The Bing AI chatbot is now open to everyone
Microsoft has removed Bing's AI waitlist and is now using Chat GPT-4
It seems that Microsoft has removed the waitlist from its new AI Bing chatbot, letting anyone with a Microsoft account test out the generative search tool instantly.
Head over to the Bing chatbot homepage, hit the big “join the waitlist” button, and you’ll be automatically granted access – no wait required. After seeing a welcome message that reads “You’re in! Welcome to the new Bing!”, you can use the chatbot through Microsoft Edge.
➡️ The Shortcut Skinny: Bing AI chatbot
🎵 Microsoft has seemingly removed the waitlist for its Bing AI chatbot
🎻 You can now sign up for and use the AI immediately
💪 Users previously had to wait to be granted access
🎹 Expect Microsoft to announce more AI tools later today
Windows Central first spotted the inconspicuous change, and we’ve confirmed it ourselves with a test.
While people have been flocking to Bing’s AI chatbot since its announcement last month, users previously had to put their name down on a waitlist before Microsoft unlocked the chatbot for their account. It’s been tinkering around with the tool since release, adding a shortcut to the chatbot directly to the Windows 11 taskbar and adjusting its tone to sound less snarky.
Speaking to The Verge, Microsoft communications director Cailin Roulston said: “During this preview period, we are running various tests which may accelerate access to the new Bing for some users.

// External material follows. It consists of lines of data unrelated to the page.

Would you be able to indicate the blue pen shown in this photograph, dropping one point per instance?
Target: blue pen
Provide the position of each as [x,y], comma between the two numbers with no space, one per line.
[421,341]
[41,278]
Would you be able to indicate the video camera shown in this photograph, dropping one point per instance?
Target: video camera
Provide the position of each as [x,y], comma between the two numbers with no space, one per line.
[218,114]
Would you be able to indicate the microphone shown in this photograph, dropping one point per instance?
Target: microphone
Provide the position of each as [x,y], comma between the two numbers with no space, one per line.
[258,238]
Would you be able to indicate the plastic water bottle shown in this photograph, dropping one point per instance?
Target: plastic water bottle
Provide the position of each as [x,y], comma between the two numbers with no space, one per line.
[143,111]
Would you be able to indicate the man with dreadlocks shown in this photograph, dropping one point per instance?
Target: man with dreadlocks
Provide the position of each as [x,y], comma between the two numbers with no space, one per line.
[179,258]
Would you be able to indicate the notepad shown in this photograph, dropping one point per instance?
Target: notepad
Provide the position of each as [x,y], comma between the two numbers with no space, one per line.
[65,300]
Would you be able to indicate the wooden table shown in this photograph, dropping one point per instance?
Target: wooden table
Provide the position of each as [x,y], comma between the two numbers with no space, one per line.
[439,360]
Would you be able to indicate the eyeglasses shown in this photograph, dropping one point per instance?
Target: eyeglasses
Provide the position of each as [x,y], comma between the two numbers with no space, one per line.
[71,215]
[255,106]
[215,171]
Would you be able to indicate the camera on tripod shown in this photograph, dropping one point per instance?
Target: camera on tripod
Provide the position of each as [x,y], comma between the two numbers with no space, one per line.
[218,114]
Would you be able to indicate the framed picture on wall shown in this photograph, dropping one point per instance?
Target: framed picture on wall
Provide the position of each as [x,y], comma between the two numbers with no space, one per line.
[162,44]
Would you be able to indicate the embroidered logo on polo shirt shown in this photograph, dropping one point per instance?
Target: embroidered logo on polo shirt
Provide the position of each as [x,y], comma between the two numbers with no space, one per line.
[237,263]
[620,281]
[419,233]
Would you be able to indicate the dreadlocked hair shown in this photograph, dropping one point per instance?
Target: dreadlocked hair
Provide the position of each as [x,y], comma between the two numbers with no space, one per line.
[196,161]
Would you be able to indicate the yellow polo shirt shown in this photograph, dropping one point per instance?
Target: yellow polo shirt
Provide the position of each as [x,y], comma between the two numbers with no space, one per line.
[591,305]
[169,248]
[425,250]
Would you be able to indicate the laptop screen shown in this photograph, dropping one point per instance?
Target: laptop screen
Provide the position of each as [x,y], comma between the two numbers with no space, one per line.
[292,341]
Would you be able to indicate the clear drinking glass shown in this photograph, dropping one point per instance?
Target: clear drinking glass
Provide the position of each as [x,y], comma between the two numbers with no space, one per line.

We remain in preview and you can sign up at Bing.com.”
Microsoft is scheduled to hold a virtual event later today to discuss its future plans for AI tech. The company has already announced it’s bringing more AI-powered tools to Microsoft Teams and announced a billion-dollar investment in artificial intelligence researcher OpenAI at the beginning of the year, so expectations are set high.
It’s possible Microsoft will unveil plans to bring generative AI tools and chatbots to its Office apps, including Word, Excel and PowerPoint. Google has just revealed several new AI-powered features for Doc, Gmail and Drive, and the two companies have locked themselves in something of an AI race over the past couple of months, as Google launched its AI chatbot Bard to go head-to-head with Microsoft’s Bing.
It will be interesting to see how Microsoft tries to supplement the existing Office apps suite with AI tech. Given the problems the Bing chatbot first exhibited, I’d be hesitant to rely on the tech for professional use. If nothing else, it may give us a glimpse into how the tech giants of today will push AI in the future, even if the current artificial intelligence models aren’t robust enough yet.